Gatlin, anti-tutto dei Giochi che trova sempre un posto

RIO DE JANEIRO - Justin Gatlin ha una faccia che ispira tenerezza. Perfetta per giustificare le sconfitte subite da Usain Bolt. E perfettissima per giustificarsi, lui, davanti all'antidoping che per due volte l'ha pizzicato positivo. Prima fu una anfetamina. Poi testosterone. Due anni la prima squalifica, più otto la seconda perché recidivo, fu la sentenza. Poi quel viso. Quegli occhioni smarriti e la balbuzie che ogni tanto lo acchiappa. E gli otto anni diventarono quattro. Se Alex Schwazer avesse avuto lo sguardo di Justin, l'altroieri l'azzurro sarebbe stato in gara e non su un aereo diretto in Italia. Vien da sè che avrebbe vinto la 20 chilometri di marcia e domenica prossima anche la 50.

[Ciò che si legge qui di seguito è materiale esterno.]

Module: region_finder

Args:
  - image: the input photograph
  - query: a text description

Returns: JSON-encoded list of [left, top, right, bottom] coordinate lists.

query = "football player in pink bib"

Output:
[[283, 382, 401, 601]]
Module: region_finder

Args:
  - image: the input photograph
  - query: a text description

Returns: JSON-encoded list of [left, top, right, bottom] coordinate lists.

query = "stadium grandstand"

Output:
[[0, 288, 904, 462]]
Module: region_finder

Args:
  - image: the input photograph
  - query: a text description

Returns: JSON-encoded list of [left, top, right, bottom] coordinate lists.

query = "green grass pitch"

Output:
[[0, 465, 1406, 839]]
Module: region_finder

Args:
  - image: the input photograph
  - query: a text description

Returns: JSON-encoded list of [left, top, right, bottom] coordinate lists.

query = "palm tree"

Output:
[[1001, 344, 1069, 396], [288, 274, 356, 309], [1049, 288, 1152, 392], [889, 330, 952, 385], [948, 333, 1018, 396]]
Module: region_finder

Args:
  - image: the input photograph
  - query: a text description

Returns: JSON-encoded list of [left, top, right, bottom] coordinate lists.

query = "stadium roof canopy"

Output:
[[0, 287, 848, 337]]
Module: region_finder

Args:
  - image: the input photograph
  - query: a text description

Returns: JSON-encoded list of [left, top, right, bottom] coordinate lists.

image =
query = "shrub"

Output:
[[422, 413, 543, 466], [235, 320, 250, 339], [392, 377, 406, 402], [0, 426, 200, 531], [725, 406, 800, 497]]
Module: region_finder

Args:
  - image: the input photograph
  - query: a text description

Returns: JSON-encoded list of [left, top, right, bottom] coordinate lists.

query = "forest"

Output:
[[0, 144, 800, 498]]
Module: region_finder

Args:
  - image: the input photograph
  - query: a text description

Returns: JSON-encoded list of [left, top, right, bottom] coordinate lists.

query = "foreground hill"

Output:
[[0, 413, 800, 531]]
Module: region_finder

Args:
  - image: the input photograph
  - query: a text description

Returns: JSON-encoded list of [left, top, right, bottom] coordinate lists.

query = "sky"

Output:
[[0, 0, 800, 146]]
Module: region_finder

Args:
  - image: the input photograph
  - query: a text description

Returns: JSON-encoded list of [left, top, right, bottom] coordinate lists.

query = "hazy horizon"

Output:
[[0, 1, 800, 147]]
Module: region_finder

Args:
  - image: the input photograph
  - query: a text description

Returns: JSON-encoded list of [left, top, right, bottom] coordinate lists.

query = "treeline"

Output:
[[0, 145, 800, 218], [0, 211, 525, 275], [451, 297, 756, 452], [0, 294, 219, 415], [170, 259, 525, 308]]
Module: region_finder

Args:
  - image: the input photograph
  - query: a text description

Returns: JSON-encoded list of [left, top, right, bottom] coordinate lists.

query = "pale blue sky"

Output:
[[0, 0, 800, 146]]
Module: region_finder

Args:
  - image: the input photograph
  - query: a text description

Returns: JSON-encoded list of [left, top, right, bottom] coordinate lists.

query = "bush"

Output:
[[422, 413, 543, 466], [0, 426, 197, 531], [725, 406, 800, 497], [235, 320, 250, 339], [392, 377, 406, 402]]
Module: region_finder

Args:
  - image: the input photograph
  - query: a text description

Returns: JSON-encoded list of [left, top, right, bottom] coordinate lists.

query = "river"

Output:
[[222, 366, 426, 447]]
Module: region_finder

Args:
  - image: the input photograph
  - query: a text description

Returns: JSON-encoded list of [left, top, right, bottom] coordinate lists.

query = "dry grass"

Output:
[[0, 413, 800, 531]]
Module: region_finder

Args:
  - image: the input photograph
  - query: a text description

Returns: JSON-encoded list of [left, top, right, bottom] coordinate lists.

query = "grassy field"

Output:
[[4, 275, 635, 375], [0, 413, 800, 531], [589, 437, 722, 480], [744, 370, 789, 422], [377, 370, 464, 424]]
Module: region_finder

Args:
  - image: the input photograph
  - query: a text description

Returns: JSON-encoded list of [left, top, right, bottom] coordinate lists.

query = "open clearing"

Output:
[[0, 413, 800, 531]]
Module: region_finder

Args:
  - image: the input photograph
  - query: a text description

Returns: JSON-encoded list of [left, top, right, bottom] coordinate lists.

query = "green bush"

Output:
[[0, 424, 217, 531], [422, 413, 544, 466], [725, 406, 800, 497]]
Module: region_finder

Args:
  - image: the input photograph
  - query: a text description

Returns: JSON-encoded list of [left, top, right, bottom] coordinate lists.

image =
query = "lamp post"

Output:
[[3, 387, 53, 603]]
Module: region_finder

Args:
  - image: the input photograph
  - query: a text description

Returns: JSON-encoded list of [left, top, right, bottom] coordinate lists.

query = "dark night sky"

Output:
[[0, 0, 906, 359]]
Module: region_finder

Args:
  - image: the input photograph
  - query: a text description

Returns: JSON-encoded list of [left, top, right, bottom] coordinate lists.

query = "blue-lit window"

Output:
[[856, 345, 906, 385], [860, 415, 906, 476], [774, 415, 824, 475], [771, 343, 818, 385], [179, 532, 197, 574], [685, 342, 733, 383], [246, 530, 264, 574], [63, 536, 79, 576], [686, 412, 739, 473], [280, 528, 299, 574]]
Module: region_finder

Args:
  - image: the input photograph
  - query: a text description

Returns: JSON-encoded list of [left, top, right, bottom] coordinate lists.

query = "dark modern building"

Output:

Nelle batterie dei 100 Justin l'americano (10''01) ha fatto meglio di Bolt il giamaicano (10''07) che però qui è anche brasiliano e se corresse in un meeting da noi sarebbe italiano. Perché il mondo ama Usain. Il re della velocità è sceso in pista nella settima batteria e non pareva un atleta ma un direttore d'orchestra. Prima ha fatto segno al suo pubblico, cioè tutto, di applaudire e urlare e festeggiare, poi sui blocchi, visto che lo stadio non si acquietava, ha fatto segno opposto, dito sulla bocca e tutti zitti. Stadio ammutolito. Corsa annoiata e indolente, la sua. Giusto un'accelerata di sicurezza per mettere al sicuro la batteria e frenata. "Sono stato un po' lento, non mi piace niente alzarmi presto". Correva alle 12 e 40, non proprio all'alba. Ma al re si perdona tutto.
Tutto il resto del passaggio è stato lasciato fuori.